Wall Street Rebound, Indeks Dow Jones Terkerek 300 Poin
NEW YORK, investortrust.id – Pasar saham Amerika Serikat (AS) rebound pada penutupan perdagangan Jumat waktu AS atau Sabtu (6/04/2024). Ketiga indeks utama menguat. Indeks Dow Jones terkerek 300 poin.
Baca Juga
Wall Street Rontok, Indeks Dow Jones Anjlok Lebih dari 500 Poin
Pasar menyambut baik laporan pekerjaan yang lebih kuat dari perkiraan dan sudah melupakan lonjakan suku bunga.
Dow yang terdiri atas 30 saham terkerek 307,06 poin, atau 0,8%, menjadi di 38,904.04. S&P 500 naik 1,11% dan mengakhiri hari di 5.204,34. Nasdaq Composite yang padat teknologi melaju 1,24%, ditutup pada 16.248,52.
Meski menguat, ketiga indeks membukukan penurunan minggu ini. Dow turun 2,27%, mencatat kinerja mingguan terburuknya pada tahun 2024. S&P 500 turun 0,95% selama periode tersebut, sedangkan Nasdaq kehilangan 0,8%.
Pada hari Jumat, imbal hasil Treasury melonjak menyusul laporan Departemen Tenaga Kerja yang menunjukkan bahwa pertumbuhan lapangan kerja mencapai 303.000 pada bulan Maret. ‘Nonfarm Payrolls’ diperkirakan meningkat sebesar 200.000, menurut perkiraan Dow Jones. Upah naik 0,3% pada bulan ini dan 4,1% dari tahun lalu, keduanya sejalan dengan perkiraan.
Investor terpecah antara menginginkan perekonomian yang kuat untuk mendukung pertumbuhan pendapatan perusahaan lebih lanjut dan menginginkan pasar pekerjaan yang lebih lemah yang akan memberikan lampu hijau kepada Federal Reserve untuk mulai memangkas suku bunga.
“Tentu saja pasar sedang kebingungan, namun keadaan ekonomi yang mendasarinya, yaitu rangkaian data aktual yang dirilis, seperti laporan ketenagakerjaan, terus menegaskan dua hal: pertumbuhan lapangan kerja yang kuat… dan bahwa perekonomian tidak mendekati resesi,” kata Jamie Cox. , mitra pengelola Harris Financial Group, seperti dikutip CNBC internasional.
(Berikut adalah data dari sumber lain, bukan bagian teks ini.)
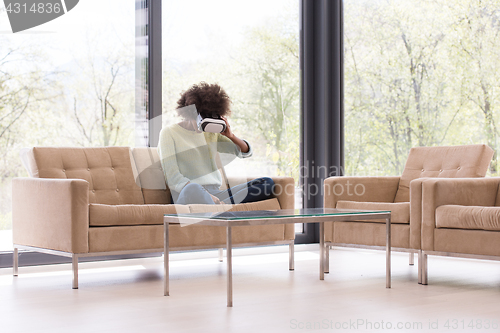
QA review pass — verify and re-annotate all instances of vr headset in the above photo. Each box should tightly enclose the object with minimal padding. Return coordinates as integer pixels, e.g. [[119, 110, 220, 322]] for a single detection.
[[196, 114, 226, 133]]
“Pada akhir kuartal, pasar naik jauh lebih tinggi dari yang seharusnya, sehingga akan ada tekanan jual pada minggu ini,” lanjutnya, seraya menambahkan bahwa aksi jual pada minggu ini dipercepat oleh kekhawatiran akan meningkatnya inflasi. Timur Tengah dan pidato yang tidak konsisten dari berbagai pembicara The Fed.
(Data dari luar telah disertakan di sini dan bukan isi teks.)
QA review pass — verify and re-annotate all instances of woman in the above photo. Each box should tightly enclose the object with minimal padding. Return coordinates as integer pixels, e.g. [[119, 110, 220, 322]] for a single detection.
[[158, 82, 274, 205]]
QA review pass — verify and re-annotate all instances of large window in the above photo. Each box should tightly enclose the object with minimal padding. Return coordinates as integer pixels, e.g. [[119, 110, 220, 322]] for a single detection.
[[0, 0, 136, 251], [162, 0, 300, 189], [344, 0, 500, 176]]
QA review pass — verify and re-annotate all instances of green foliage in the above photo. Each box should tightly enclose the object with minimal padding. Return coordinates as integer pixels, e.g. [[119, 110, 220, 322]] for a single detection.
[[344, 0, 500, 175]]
Dow anjlok sekitar 530 poin, atau 1,35%, pada hari Kamis, menandai penurunan harian terbesar sejak Maret 2023 dan sesi penurunan keempat berturut-turut. Lonjakan harga minyak mentah dan komentar dari Presiden Federal Reserve Minneapolis Neel Kashkari, yang mempertanyakan apakah suku bunga harus diturunkan di tengah inflasi yang tinggi, menjadi penyebab kemunduran tersebut.